An excess of males with autism in a proportion of about four to one is reported (Volkmar, Szatmari, & Sparrow, 1993) which further supports the involvement of genes on the X chromosome. In addition to genetic linkage data, several lines of evidence such as X chromosome rearrangements indicate that the X chromosome should be further studied in autism. For example, autistic patients have been reported with Xp22 duplications and/or deletions (Rao et al., 1994; Thomas et al., 1999) and an autistic female was described with a translocation involving the X chromosome (Ishikawa-Brush et al., 1997). This female showed that the breakpoint at Xp22.13 occurred in the first intron of the GRPR gene (gastrin-releasing peptide receptor). Mutations in two other X-linked genes encoding neuroligins, NLGN3 (at Xq13) and NLGN4 (at Xp22.3), have been reported in two families with autism (Jamain et al., 2003).

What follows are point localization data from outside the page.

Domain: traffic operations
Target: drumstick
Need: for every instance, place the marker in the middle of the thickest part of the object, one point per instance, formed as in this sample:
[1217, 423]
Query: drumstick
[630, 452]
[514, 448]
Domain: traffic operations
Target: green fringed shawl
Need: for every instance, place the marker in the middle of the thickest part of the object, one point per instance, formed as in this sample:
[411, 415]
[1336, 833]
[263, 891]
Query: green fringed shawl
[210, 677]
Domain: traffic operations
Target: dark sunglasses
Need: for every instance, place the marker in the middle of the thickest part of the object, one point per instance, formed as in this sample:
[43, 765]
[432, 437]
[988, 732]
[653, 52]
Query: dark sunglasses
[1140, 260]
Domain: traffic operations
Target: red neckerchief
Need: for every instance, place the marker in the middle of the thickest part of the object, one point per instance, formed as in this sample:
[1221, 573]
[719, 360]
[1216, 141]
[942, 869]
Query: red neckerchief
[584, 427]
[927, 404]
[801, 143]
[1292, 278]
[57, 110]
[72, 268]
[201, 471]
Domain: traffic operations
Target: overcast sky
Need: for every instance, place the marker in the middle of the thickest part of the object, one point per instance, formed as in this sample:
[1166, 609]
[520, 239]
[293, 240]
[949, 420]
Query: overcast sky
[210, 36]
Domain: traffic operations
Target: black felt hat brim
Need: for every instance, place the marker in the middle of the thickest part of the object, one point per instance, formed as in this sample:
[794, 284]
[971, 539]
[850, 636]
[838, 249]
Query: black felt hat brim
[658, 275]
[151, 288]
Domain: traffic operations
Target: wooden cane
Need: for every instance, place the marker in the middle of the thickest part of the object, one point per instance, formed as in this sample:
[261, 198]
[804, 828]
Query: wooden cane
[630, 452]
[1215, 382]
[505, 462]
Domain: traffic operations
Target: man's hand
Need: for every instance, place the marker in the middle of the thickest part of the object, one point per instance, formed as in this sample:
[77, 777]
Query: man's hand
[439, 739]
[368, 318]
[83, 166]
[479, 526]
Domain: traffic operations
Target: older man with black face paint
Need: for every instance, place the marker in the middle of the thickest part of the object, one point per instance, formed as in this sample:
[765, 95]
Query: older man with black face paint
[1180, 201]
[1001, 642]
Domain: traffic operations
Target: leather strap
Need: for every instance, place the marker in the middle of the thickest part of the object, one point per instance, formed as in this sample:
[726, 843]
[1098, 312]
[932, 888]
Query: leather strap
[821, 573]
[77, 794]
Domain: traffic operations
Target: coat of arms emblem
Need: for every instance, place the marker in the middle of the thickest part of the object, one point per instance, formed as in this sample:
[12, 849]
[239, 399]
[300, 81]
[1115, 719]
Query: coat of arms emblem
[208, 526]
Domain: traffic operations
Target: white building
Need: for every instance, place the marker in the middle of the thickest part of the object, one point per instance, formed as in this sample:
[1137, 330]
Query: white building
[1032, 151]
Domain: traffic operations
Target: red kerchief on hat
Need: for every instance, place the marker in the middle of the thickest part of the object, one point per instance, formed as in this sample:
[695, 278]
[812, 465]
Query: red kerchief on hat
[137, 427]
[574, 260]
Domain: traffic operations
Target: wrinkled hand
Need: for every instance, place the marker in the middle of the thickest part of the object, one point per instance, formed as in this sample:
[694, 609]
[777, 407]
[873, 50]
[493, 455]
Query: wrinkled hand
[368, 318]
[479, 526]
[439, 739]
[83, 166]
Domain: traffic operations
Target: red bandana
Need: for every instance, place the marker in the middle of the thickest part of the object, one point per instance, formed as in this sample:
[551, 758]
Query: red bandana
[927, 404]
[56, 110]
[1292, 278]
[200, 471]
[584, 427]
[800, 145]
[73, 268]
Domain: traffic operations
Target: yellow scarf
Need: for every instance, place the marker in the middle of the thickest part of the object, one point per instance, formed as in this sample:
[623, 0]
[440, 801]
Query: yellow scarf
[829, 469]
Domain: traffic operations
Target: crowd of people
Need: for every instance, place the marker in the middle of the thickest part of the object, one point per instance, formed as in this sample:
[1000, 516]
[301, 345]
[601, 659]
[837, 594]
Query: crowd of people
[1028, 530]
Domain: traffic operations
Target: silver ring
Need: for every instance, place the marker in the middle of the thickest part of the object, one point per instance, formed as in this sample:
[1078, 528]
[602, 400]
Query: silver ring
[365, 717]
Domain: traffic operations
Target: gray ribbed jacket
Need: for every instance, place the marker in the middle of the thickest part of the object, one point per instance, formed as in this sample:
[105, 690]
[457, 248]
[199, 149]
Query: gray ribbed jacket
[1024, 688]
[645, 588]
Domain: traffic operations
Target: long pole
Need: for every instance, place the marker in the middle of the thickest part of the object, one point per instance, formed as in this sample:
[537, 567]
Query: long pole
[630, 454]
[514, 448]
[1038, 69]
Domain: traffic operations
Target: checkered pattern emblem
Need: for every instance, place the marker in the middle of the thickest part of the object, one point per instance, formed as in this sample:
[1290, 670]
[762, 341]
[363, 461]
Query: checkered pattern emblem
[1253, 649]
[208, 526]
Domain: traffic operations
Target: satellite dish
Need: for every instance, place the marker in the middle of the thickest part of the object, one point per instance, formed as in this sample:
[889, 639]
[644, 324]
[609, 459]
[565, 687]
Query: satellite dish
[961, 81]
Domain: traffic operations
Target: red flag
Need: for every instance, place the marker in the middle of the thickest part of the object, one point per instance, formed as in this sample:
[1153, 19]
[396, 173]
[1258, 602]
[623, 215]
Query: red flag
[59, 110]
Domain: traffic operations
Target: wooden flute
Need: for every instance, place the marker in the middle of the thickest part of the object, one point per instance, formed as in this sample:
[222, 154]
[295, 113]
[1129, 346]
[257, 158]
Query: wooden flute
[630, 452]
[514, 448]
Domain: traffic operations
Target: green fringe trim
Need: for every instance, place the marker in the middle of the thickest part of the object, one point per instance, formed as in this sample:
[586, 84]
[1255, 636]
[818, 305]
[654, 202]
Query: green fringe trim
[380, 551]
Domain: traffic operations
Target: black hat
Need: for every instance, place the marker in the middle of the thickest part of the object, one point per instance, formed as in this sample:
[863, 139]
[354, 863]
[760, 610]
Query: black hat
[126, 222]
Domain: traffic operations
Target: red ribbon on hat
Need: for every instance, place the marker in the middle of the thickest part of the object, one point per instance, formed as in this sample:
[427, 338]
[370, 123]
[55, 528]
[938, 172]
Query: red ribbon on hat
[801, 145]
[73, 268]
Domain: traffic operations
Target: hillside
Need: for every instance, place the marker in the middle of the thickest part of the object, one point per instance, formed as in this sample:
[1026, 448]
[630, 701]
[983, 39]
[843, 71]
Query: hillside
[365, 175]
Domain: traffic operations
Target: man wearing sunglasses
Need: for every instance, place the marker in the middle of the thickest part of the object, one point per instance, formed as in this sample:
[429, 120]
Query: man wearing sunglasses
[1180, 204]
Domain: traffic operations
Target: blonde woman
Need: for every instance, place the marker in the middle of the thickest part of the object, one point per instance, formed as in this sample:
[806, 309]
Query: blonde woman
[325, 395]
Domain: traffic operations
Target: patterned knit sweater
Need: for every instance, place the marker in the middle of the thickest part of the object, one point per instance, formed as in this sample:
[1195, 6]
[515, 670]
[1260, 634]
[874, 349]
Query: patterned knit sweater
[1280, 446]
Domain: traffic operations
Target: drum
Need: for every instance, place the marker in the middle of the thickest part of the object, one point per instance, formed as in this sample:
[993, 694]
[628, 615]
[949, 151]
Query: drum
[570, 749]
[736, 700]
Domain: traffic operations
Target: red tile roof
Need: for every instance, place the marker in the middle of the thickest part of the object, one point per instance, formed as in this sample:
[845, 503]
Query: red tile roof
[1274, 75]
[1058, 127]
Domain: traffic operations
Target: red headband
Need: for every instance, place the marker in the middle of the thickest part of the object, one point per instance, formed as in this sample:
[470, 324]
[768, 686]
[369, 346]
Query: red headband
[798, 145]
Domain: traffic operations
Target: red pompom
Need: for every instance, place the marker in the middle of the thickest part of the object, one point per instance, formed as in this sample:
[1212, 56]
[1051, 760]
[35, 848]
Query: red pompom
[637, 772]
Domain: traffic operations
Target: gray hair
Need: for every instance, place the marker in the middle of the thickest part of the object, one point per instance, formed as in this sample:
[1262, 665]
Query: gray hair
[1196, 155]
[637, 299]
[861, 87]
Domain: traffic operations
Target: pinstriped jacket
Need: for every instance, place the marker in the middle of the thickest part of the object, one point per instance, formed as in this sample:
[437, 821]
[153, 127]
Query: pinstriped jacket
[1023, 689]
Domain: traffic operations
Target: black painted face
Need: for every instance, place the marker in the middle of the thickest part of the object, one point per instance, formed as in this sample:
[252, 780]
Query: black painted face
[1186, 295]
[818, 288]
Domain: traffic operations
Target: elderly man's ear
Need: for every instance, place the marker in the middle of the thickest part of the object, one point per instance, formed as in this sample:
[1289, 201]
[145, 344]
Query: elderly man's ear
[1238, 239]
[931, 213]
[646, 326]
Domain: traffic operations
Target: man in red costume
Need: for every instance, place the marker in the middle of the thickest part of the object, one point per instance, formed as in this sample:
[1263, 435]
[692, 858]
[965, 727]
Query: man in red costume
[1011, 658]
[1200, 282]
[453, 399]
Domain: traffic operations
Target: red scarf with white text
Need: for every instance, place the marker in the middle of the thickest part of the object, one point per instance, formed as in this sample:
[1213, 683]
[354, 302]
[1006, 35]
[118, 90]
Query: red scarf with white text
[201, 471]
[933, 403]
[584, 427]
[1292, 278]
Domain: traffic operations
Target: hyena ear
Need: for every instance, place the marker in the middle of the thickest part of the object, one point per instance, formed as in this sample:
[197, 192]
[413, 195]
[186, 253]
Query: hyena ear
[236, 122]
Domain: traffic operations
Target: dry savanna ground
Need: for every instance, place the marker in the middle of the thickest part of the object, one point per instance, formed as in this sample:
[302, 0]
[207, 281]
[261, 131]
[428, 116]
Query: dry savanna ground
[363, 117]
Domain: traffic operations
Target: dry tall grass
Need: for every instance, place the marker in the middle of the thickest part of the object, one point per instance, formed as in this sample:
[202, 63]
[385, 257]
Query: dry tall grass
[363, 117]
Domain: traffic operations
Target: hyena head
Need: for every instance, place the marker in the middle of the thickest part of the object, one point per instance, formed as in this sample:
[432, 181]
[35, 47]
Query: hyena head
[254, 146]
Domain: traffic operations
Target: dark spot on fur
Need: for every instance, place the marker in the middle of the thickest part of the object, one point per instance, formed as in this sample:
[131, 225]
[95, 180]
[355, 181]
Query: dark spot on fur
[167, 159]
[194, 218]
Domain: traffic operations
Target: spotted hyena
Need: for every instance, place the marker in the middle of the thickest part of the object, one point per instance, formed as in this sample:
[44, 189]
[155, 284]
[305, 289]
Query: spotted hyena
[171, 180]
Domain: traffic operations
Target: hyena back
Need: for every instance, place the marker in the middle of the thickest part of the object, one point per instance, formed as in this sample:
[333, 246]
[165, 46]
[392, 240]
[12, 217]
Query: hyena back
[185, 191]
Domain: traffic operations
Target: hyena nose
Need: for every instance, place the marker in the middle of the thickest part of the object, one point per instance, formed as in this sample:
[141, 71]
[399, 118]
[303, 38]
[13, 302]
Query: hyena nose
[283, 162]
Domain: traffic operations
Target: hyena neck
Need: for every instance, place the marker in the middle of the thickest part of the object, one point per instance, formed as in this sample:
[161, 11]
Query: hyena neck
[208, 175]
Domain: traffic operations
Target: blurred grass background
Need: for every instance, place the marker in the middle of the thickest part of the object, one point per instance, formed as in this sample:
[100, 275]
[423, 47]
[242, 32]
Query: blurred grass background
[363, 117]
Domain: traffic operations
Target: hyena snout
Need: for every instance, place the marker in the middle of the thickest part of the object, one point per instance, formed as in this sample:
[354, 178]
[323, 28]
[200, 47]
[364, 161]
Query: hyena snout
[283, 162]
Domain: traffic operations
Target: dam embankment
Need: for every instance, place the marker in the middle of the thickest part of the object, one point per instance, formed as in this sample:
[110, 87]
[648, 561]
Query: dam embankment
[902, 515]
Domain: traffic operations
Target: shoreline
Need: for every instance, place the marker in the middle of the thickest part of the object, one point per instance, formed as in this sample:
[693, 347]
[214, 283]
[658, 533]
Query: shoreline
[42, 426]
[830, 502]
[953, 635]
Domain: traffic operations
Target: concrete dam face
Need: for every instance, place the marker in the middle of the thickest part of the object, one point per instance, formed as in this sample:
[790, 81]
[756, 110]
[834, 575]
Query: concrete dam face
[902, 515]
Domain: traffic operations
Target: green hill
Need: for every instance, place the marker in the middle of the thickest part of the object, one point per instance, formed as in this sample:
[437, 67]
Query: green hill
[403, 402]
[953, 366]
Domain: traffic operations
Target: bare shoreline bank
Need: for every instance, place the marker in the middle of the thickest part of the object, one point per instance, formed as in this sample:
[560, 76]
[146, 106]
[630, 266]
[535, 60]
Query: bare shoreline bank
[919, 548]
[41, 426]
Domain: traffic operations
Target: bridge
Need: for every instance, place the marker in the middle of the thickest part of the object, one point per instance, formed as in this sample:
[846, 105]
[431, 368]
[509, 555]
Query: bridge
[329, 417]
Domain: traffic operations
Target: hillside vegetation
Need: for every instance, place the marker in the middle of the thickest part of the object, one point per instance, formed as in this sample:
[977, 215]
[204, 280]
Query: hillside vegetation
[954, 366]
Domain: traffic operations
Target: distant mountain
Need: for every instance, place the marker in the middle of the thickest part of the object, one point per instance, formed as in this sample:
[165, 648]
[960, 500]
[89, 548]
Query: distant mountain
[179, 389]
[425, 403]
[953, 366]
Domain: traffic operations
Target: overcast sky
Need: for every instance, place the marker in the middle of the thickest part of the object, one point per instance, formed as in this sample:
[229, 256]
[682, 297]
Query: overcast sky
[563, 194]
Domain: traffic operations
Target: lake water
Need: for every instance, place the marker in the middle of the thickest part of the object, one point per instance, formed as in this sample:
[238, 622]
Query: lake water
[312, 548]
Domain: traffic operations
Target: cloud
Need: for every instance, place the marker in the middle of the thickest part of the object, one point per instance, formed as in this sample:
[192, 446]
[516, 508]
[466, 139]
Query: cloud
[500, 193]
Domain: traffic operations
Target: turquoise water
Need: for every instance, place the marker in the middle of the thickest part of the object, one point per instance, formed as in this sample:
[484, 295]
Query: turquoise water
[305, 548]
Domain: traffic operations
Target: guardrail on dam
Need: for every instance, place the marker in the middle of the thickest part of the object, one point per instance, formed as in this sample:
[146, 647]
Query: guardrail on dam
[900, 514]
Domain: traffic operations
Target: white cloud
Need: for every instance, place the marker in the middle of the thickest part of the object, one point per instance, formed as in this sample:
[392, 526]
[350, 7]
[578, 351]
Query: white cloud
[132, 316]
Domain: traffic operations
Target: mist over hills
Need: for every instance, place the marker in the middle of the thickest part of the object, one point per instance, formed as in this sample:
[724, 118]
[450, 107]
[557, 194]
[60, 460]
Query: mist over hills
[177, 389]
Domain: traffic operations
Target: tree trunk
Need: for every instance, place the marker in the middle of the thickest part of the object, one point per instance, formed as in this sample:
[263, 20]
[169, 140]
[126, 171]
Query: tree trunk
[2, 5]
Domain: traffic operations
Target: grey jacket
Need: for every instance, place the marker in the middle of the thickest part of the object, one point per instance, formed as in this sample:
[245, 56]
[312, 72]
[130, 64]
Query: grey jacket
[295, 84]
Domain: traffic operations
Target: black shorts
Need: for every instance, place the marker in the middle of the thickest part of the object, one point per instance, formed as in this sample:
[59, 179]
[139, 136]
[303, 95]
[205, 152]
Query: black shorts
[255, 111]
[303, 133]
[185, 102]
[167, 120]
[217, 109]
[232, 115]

Plenge, Stevenson, Lubs, Schwartz, and Willard (2002) reported that skewed X chromosome inactivation (i.e., one X chromosome may be more or less active than the second X, for example, >80:20%) was a common finding among X-linked mental retardation female carriers using the human androgen receptor (AR) gene located at Xq11.2. The human AR gene contains a highly polymorphic in-frame CAG repeat encoding 11–31 glycine residues in exon 1 of the gene. X inactivation patterns can be assessed using the AR gene in females informative at the CAG repeat. Additionally, a rare cytosine to guanine mutation in the XIST gene promoter region has been reported to contribute to skewed X chromosome inactivation in females (Plenge et al., 1997).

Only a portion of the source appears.